Example of XML Input :

<root>
<parent> there is text all <child>text</child> around it</parent>
<parent> there is text all <child>text</child> around it</parent>
<parent> there is text all <child>text</child> around it</parent>
<parent> there is text all <child>text</child> around it</parent>
</root>

Example of Text Output :

all
all
all
all

I know that applying text_only to the parent element will give me there is text all around it, so I don't have to deal with the child element anymore, but then I don't know how to locate the preceding word.

Should I replace the child element by some kind of textual marker like | and just go through the remaining text as a single string ?

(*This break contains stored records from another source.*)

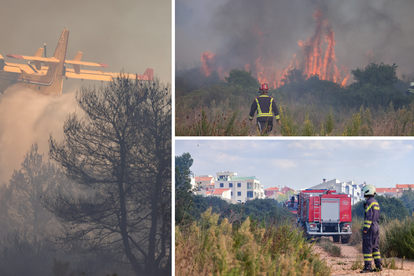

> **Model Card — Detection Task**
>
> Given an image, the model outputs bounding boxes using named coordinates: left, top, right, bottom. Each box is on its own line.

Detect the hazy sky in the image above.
left=0, top=0, right=171, bottom=91
left=175, top=0, right=414, bottom=77
left=175, top=139, right=414, bottom=189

I'm not asking for a full "ready-made" answer, but some directions would sure be helpful.


Solution

  • You can find each child element and then check the text of its sibling on the left. That's the previous sibling. Conveniently there is a method prev_sibling_text that gives you just that, since the previous sibling is a text node anyway. From there, it's just a matter of locating the last word.

    use strict;
    use warnings;
    use feature 'say';
    use XML::Twig;
    
    my $twig = XML::Twig->new(
        TwigHandlers => {
            child => sub {
                say +( split /\s/, $_->prev_sibling_text )[-1];
            },
        }
    );
    
    $twig->parse( \*DATA );
    
    __DATA__
    <root>
    <parent> there is text all <child>text</child> around it</parent>
    <parent> there is text all <child>text</child> around it</parent>
    <parent> there is text all <child>text</child> around it</parent>
    <parent> there is text all <child>text</child> around it</parent>
    </root>